As I outlined in my previous posts, they really can't. The current video game market basically has the niches of Indie (1-10 USD), Premium Indie (10-30 USD), Niche A-AA games (30-40 USD) and triple AAA (60 USD). The niche games that costs 30mn USD are already cornered by publishers like Paradox and Deep Silver and these are still insanely risky projects. If you put 30mn USD into a game with a 30 USD price tag you need to move somewhere in the region of 1,5-2 million copies to break even. For comparison, Paradox grand strategy games are projected to sell about 1 million units each. So these are still risky investment at that price point. 15mn USD (if we assume a game sold more then zero) might not be a massive dent in EA's coffers, but the developer is still in dire straits if they keep making losses.
KingsGambit said:
Chasing trends, gambling with studios existence and their employees jobs, employee well-being with crunch-culture, it's an awful business model and not sustainable. The PS2 is the best-console-of-all-time because it had such a huge library of varied games, unrivalled by any platform before or since, the majority of which were from the AA space.

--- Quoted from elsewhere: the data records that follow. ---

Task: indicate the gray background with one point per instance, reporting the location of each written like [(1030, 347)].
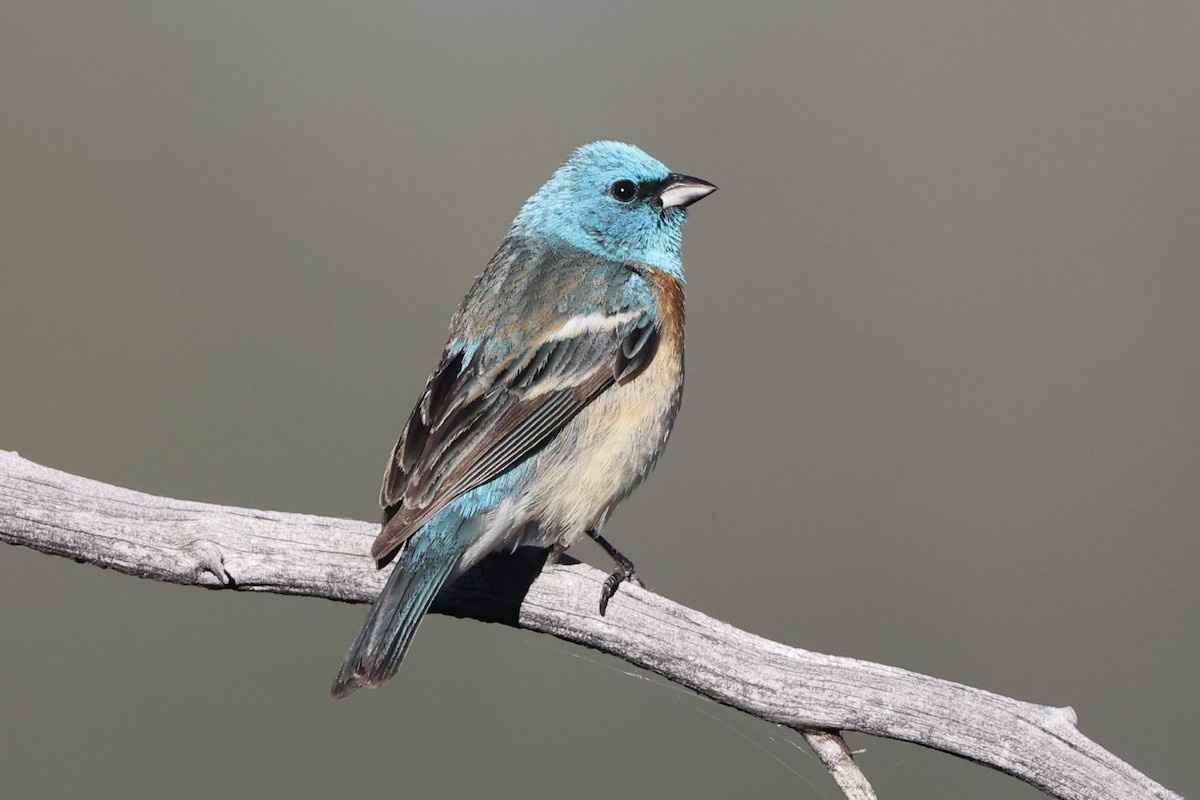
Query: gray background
[(942, 372)]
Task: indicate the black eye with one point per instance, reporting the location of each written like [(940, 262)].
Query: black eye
[(624, 191)]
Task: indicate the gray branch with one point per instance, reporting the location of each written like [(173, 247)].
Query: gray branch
[(817, 695)]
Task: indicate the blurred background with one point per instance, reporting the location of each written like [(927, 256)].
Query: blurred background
[(943, 372)]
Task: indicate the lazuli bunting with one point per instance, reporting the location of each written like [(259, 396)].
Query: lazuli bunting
[(552, 398)]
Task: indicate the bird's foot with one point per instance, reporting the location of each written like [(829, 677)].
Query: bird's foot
[(623, 570)]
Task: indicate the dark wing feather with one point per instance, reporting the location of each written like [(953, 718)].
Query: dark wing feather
[(477, 421)]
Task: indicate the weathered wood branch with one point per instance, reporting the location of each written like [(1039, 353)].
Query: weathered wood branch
[(819, 695)]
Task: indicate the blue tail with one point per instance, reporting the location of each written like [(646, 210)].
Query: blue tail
[(421, 570)]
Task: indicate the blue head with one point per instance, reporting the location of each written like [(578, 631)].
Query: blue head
[(615, 200)]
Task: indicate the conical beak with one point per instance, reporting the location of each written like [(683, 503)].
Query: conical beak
[(684, 190)]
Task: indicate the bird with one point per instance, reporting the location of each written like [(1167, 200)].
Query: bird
[(553, 396)]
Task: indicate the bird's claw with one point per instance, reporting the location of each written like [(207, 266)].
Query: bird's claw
[(623, 572)]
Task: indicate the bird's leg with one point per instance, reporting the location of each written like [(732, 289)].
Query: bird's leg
[(555, 553), (623, 570)]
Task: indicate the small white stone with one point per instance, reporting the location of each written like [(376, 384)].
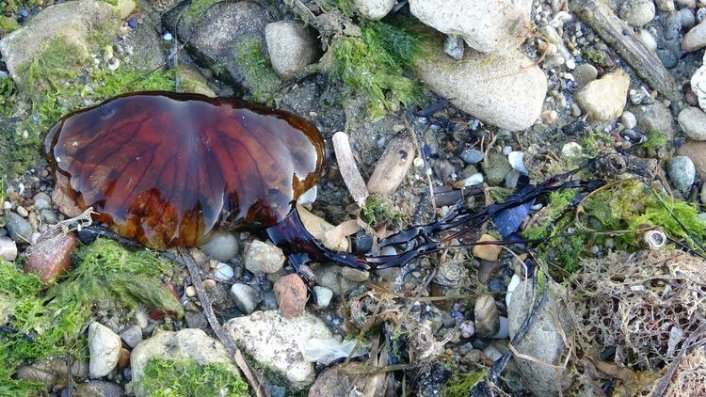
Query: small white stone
[(223, 272), (104, 350), (514, 282), (516, 160)]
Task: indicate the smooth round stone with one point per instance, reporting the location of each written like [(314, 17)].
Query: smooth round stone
[(223, 246), (693, 121), (223, 272), (323, 296), (682, 173)]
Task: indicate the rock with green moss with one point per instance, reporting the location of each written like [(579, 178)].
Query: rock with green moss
[(277, 343), (229, 38), (506, 90), (80, 25), (188, 344)]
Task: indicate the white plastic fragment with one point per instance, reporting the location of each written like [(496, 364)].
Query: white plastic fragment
[(349, 169)]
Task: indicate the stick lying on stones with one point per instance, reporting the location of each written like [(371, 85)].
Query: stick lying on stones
[(616, 33)]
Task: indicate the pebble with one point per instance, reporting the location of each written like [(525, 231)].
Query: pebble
[(487, 318), (131, 335), (374, 9), (584, 74), (682, 173), (18, 227), (223, 272), (453, 47), (222, 246), (516, 160), (571, 149), (51, 257), (245, 297), (604, 99), (693, 121), (638, 12), (291, 295), (261, 257), (291, 47), (323, 296), (472, 156), (695, 38), (488, 252), (104, 350), (628, 119), (277, 343)]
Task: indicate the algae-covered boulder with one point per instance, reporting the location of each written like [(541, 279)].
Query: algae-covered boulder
[(75, 25)]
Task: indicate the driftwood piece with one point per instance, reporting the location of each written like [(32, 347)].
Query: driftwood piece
[(616, 33), (349, 170)]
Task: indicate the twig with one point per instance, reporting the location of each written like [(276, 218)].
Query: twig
[(227, 341)]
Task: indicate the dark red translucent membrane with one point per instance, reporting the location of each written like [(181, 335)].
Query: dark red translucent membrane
[(166, 169)]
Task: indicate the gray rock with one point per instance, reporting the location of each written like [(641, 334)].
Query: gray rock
[(104, 350), (276, 342), (131, 335), (263, 257), (323, 296), (97, 388), (42, 201), (638, 12), (495, 167), (291, 47), (245, 297), (18, 228), (223, 246), (453, 47), (472, 156), (146, 46), (188, 343), (682, 173), (374, 9), (506, 90), (604, 99), (216, 35), (486, 315), (693, 121), (74, 22), (584, 74), (654, 117), (486, 26), (543, 341)]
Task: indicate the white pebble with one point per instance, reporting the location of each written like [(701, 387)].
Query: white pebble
[(516, 160), (223, 272)]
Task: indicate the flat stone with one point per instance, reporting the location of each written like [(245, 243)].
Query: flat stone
[(261, 257), (604, 99), (222, 246), (277, 343), (73, 21), (693, 121), (51, 257), (291, 47), (291, 294), (506, 90), (486, 26), (104, 350), (188, 343), (245, 297), (543, 340), (374, 9)]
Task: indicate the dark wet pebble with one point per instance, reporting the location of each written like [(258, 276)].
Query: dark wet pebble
[(471, 156)]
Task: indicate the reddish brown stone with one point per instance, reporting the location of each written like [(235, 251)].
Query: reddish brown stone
[(290, 292), (51, 257)]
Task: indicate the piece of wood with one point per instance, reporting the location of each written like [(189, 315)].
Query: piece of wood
[(621, 37), (349, 169)]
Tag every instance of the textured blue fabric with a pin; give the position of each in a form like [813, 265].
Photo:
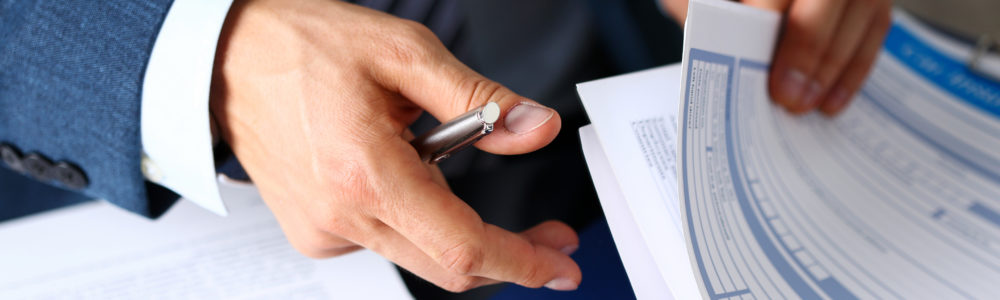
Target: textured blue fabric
[71, 75]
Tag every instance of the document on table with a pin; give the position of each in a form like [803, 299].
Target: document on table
[97, 251]
[897, 197]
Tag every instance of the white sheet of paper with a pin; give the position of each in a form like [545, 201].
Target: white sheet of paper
[898, 197]
[97, 251]
[633, 117]
[644, 276]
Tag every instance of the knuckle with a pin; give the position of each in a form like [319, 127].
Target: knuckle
[462, 259]
[407, 44]
[534, 277]
[476, 91]
[460, 283]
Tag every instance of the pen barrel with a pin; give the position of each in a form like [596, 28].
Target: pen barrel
[438, 143]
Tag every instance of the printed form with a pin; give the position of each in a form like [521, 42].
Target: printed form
[898, 197]
[712, 191]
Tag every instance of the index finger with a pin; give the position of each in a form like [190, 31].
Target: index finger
[453, 235]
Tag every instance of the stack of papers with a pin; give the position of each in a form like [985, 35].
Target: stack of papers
[97, 251]
[711, 191]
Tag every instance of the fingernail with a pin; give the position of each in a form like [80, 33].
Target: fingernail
[569, 250]
[526, 116]
[837, 99]
[561, 284]
[811, 97]
[792, 83]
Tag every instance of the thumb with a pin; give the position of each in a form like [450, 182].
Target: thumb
[448, 89]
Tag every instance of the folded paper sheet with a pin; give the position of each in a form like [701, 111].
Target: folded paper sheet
[898, 197]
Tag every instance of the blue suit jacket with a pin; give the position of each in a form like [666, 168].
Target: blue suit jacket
[71, 74]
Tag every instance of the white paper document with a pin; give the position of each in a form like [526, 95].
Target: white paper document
[897, 197]
[97, 251]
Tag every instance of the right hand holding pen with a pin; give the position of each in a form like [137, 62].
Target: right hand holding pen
[314, 98]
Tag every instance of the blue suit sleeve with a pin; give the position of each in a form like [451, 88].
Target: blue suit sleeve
[71, 75]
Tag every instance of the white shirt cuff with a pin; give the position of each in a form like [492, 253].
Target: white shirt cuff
[176, 136]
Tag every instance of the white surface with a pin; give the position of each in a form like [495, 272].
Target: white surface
[633, 116]
[176, 134]
[891, 199]
[97, 251]
[647, 283]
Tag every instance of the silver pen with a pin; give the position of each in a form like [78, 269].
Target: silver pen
[439, 143]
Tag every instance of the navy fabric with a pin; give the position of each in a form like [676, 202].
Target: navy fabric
[71, 75]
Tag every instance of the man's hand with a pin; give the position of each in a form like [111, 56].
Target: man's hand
[826, 49]
[315, 98]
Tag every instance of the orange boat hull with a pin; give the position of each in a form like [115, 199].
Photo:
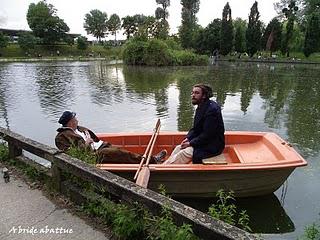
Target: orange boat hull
[257, 163]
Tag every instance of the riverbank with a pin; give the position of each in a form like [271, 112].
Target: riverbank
[54, 59]
[28, 213]
[113, 61]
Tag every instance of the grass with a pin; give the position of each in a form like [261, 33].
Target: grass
[225, 209]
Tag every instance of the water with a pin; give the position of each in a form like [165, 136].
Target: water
[256, 97]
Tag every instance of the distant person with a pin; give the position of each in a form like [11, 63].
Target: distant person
[206, 138]
[70, 134]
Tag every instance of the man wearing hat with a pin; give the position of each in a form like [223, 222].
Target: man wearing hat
[70, 134]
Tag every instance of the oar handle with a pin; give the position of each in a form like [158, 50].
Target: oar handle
[144, 156]
[152, 145]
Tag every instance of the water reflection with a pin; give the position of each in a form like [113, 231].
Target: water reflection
[266, 213]
[279, 98]
[55, 87]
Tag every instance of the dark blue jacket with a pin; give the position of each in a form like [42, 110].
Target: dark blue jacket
[207, 134]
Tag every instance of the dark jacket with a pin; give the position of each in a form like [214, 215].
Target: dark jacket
[67, 137]
[207, 134]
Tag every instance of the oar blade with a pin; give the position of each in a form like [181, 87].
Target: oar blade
[143, 177]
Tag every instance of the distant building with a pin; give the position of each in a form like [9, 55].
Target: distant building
[14, 34]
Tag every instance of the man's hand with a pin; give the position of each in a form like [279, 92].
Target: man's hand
[185, 143]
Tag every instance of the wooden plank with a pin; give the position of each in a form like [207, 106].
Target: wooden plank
[203, 225]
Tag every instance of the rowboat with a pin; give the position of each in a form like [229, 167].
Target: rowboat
[252, 164]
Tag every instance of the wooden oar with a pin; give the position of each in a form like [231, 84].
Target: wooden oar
[144, 174]
[144, 156]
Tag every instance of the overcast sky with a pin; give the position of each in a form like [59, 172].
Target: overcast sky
[13, 12]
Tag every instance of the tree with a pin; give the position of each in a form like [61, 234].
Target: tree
[226, 41]
[189, 22]
[95, 23]
[162, 25]
[271, 39]
[114, 24]
[208, 39]
[312, 38]
[27, 41]
[290, 14]
[45, 24]
[301, 11]
[253, 33]
[240, 27]
[129, 25]
[82, 43]
[3, 40]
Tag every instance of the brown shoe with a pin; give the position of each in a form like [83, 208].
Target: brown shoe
[159, 157]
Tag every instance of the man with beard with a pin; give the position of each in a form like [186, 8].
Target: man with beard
[206, 138]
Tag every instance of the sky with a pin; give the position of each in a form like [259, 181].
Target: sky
[13, 12]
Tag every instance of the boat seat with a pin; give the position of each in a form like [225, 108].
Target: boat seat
[220, 159]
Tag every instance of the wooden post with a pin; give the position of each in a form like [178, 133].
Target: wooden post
[56, 177]
[14, 151]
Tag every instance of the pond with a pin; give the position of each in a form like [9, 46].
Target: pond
[281, 98]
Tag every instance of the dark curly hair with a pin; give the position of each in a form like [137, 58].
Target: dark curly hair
[206, 90]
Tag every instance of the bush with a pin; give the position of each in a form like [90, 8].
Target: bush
[187, 58]
[4, 152]
[156, 52]
[4, 39]
[133, 52]
[27, 41]
[82, 43]
[226, 211]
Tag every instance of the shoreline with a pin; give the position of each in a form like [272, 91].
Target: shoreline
[211, 61]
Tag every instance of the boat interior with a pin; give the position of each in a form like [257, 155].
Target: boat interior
[241, 147]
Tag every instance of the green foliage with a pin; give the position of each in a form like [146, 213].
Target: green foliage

Yeah, but the AA space no longer exists since the market (that's slang for "we who buy games") was massively in favor of AAA games over AA games when they hit the same price point. Back then moving a few hundred thousand units could get you return on investment because the development costs for AA games ranged in the low millions while the price point is the same as today. But when development costs balloon and price points don't move and AA games aren't getting the same increase in sales as AAA games get from the influx of people buying games, AA games are not looking so peachy as investments.
One can argue over whether the focus on big budget, high risk projects is sustainable, but so far the major developers seem to have it down pretty good (not counting Activision as of late), with both EA and Ubisoft managing several high profile annual releases that are expensive to make but also see good return on investment. It should be remembered that when Battlefront 2 and Battlefield V "under performed" they were still making profit for EA and games that we gamers consider failures, like DA:I and Destiny 1, were also profitable if not immensely so.
Finally, keep in mind that crunch time has nothing to do with the business model of high risk/high reward investments, but is an industry wide problem related to generally poor working conditions for game developers, irregardless of the size of the studio or publisher.